Many people wonder at the difference in price between wines, even from the same varietal, region and vintage. There is often equal disparity in the flavors of these wines, but sometimes surprisingly not.
Terrior, The Place of Wine
Let’s start at the top: place. Terrior is a French word that is bandied around a great deal in the wine world and for good reason. Literally, terrior means earth, suggesting that the ground on which the grapes are grown contributes significantly to the experience of drinking it. But the term terrior has many more far reaching implications than just the plot of earth from which it comes. Earth, in this context, suggests the broader aspects of our planet, rather than simply dirt. Terrior references overall climate, soil, variations in weather, the mezzo and micro climates of each vineyard and each vine, and, more significantly, the je ne sais quoi of the place.
I translate this into the even more esoteric mystical aspects of nature that we can never understand, but are a part of by being alive. Residing on one, I can testify that a vineyard is a mystical place. Sometimes shoots will grow as much as 3 inches in one day, while at other times their growth is indiscernible for weeks. Science can attempt to describe this, but will never fully embrace its essence. It is the essence that contributes to terrior.
Terrior provides distinctive differences in all aspects of wine: color, aroma, flavors and texture. And specific expressions of each of these are lauded, while others dissed. Even vineyards that are contiguous can express themselves quite differently. The secret-sauce is getting all of the most highly regarded elements to work together. They can certainly elevate and enhance each other.
Consequently, one contributing factor to a great wine is place, however vague and broad that may be.

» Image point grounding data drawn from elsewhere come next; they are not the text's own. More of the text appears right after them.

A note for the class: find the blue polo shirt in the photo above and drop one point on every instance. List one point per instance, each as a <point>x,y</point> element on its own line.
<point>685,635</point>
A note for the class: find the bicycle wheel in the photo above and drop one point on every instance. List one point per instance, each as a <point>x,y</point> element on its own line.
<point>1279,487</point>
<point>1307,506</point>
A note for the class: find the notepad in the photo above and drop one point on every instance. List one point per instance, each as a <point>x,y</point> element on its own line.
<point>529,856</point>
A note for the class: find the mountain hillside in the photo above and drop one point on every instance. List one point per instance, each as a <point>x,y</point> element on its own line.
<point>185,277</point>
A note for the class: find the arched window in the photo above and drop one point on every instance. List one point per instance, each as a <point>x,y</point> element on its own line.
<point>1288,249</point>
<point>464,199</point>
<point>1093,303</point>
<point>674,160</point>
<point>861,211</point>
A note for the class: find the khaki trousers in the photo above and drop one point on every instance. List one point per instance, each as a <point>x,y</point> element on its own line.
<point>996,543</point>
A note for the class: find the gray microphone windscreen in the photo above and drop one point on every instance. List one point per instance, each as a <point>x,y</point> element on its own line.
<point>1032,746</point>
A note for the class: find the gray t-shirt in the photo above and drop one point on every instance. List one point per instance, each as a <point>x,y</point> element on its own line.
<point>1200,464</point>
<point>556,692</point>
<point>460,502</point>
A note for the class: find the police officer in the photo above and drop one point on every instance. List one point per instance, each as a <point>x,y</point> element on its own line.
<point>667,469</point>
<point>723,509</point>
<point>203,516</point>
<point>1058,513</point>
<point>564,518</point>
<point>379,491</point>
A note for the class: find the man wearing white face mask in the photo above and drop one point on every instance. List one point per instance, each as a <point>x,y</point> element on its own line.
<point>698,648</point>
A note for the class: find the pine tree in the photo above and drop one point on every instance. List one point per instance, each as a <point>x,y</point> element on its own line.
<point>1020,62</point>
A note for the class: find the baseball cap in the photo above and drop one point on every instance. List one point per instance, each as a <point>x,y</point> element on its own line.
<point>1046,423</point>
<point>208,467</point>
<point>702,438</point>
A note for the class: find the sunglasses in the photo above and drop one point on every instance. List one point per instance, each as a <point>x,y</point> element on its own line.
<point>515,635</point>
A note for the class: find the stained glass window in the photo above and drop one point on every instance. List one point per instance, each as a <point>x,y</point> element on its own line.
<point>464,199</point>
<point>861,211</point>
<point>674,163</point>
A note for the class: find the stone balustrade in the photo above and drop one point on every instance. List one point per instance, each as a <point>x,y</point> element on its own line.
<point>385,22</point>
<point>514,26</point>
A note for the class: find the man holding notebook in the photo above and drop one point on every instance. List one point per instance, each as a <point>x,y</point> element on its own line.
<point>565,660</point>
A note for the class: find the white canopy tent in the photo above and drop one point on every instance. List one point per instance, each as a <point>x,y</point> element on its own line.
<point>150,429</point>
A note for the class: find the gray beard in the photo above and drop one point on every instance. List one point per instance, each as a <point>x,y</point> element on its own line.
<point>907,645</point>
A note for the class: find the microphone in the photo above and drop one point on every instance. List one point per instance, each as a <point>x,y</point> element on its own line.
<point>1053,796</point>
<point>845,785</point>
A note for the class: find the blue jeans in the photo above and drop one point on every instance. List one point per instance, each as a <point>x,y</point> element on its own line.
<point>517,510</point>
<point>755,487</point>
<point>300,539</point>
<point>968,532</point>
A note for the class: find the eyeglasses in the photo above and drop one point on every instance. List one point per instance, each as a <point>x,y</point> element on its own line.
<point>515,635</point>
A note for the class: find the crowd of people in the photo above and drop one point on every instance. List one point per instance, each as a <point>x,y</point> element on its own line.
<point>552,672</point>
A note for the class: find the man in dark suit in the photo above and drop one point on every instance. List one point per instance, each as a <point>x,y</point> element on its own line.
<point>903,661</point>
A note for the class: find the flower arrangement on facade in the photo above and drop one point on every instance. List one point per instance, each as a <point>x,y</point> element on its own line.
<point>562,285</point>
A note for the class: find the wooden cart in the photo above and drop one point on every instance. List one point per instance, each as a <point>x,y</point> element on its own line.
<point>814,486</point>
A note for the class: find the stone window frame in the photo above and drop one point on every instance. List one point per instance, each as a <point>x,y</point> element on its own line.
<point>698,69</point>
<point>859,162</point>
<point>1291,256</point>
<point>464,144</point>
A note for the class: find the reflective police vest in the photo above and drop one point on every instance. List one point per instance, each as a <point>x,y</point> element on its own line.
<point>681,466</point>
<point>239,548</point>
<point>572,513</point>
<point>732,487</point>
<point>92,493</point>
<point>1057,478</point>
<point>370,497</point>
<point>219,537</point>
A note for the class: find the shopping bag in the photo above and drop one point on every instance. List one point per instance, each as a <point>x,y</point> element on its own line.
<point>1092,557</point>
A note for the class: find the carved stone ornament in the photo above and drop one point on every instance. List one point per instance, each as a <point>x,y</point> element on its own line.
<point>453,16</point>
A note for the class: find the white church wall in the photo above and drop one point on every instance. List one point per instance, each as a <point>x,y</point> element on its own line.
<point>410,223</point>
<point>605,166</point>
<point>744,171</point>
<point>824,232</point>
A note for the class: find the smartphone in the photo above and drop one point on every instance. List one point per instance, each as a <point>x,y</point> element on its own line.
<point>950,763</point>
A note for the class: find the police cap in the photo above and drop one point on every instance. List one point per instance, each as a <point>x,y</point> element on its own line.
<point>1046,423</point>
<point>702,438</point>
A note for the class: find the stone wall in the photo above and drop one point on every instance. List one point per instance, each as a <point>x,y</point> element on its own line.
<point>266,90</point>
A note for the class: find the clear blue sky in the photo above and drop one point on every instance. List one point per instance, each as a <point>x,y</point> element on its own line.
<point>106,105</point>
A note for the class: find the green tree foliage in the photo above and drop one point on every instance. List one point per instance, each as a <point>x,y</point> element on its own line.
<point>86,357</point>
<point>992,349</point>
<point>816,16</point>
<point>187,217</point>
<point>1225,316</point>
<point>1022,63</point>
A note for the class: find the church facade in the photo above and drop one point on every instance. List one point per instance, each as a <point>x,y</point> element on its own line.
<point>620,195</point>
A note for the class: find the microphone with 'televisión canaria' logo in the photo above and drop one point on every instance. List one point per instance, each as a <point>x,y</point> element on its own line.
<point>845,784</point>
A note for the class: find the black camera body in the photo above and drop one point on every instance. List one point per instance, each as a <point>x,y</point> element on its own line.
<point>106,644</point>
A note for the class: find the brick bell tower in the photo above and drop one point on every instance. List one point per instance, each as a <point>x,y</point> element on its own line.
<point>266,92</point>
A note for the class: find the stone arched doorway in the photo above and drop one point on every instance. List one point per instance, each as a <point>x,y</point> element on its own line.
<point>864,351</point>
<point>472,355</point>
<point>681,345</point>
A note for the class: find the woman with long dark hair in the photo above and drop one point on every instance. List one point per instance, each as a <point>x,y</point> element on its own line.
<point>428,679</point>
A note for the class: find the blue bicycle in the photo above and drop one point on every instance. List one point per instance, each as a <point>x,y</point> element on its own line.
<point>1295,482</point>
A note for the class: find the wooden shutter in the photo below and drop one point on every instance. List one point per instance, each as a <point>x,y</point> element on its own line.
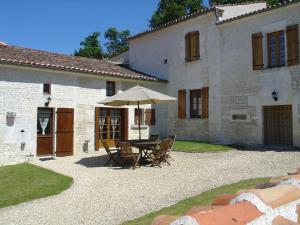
<point>187,47</point>
<point>195,45</point>
<point>181,104</point>
<point>205,99</point>
<point>257,51</point>
<point>137,113</point>
<point>150,116</point>
<point>292,45</point>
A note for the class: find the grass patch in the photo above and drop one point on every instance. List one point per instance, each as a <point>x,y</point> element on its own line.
<point>24,182</point>
<point>198,147</point>
<point>205,198</point>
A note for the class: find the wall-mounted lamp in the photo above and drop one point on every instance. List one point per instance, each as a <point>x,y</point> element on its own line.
<point>275,95</point>
<point>48,101</point>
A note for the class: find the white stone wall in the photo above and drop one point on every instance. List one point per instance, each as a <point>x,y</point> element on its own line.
<point>247,91</point>
<point>21,91</point>
<point>225,66</point>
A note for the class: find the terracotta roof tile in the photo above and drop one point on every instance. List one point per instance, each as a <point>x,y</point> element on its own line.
<point>49,60</point>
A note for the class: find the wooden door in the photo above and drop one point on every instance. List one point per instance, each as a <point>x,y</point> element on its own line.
<point>65,132</point>
<point>110,125</point>
<point>44,131</point>
<point>278,125</point>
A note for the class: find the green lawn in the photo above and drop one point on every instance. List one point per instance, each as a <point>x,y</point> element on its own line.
<point>25,182</point>
<point>198,147</point>
<point>203,199</point>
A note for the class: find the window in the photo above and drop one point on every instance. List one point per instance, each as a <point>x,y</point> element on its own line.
<point>292,36</point>
<point>139,114</point>
<point>47,89</point>
<point>110,88</point>
<point>181,104</point>
<point>276,49</point>
<point>257,51</point>
<point>150,117</point>
<point>192,51</point>
<point>195,103</point>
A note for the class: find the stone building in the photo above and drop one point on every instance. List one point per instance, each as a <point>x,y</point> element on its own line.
<point>245,57</point>
<point>234,68</point>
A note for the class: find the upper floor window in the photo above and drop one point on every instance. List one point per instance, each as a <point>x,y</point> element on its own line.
<point>110,88</point>
<point>192,47</point>
<point>47,89</point>
<point>195,103</point>
<point>276,49</point>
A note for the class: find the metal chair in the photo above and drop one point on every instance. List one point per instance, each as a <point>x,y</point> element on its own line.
<point>113,157</point>
<point>126,154</point>
<point>159,156</point>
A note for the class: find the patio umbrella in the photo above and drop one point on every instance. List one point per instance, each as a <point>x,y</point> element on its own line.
<point>137,96</point>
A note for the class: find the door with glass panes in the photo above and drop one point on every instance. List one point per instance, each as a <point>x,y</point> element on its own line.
<point>110,125</point>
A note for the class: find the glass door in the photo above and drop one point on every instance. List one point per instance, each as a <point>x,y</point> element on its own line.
<point>108,126</point>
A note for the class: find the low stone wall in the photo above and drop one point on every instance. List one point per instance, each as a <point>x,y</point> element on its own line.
<point>273,203</point>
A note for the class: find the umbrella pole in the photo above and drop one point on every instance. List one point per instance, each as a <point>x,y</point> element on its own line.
<point>139,120</point>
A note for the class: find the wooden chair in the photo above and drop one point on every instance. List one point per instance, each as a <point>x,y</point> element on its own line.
<point>113,157</point>
<point>171,145</point>
<point>159,156</point>
<point>127,154</point>
<point>153,137</point>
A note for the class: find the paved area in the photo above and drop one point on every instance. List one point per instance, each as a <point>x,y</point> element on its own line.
<point>108,196</point>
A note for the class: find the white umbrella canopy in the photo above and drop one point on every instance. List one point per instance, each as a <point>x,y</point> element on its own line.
<point>137,96</point>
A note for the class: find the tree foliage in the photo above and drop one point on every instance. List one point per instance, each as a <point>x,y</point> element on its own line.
<point>116,41</point>
<point>90,47</point>
<point>168,10</point>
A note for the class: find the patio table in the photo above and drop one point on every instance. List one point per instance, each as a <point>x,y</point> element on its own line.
<point>144,146</point>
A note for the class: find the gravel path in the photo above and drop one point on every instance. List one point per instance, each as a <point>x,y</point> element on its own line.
<point>102,195</point>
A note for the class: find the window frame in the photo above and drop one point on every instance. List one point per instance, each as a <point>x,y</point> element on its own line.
<point>277,48</point>
<point>193,113</point>
<point>47,89</point>
<point>113,92</point>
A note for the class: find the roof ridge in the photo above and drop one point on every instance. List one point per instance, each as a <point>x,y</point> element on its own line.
<point>241,3</point>
<point>266,9</point>
<point>173,22</point>
<point>210,9</point>
<point>52,52</point>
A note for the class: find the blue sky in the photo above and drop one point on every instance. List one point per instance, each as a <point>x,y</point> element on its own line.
<point>60,25</point>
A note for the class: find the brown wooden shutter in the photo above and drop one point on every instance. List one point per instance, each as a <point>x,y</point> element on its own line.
<point>257,51</point>
<point>137,113</point>
<point>150,116</point>
<point>292,36</point>
<point>195,45</point>
<point>187,47</point>
<point>205,99</point>
<point>181,104</point>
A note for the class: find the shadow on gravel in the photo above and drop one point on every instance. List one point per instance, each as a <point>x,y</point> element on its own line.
<point>264,148</point>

Another set of factors to consider includes viticultural practices, winemaking techniques, and reputation of the winery. These can be somewhat wrapped up in brand. These are often tough to discern by the average consumer in a wine shop or restaurant given the plethora of wines in the market. But each aspect of brand contributes to price. So price is a somewhat unreliable guide to quality. We can all be fooled, truth be told. It is not uncommon for people to wax rhapsodic about an average wine when presented in an elegant package and sold for a high price. This is where the assistance of a knowledgeable wine steward or attendant in a wine shop can be helpful. While very expensive “trophy wines” may be good, their reputation often exceeds their performance.
Great wines are generally made in small quantities, regardless of brand. In fact, the more popular brands have a hard time competing on quality against the boutique producers with much less “brand strength” or recognition. This means that there is often reward in ferreting out hard to find or little known wines. It also means that many people chasing too few resources contribute to higher prices. The best generally costs more.
But at the end of the day, how a wine tastes to YOU is the gold-standard in determining whether a wine is poor, mediocre, good or great.
So once you have selected a wine using varietal, place, brand, and price as a guide, it is time to start tasting wine to see what is great to you.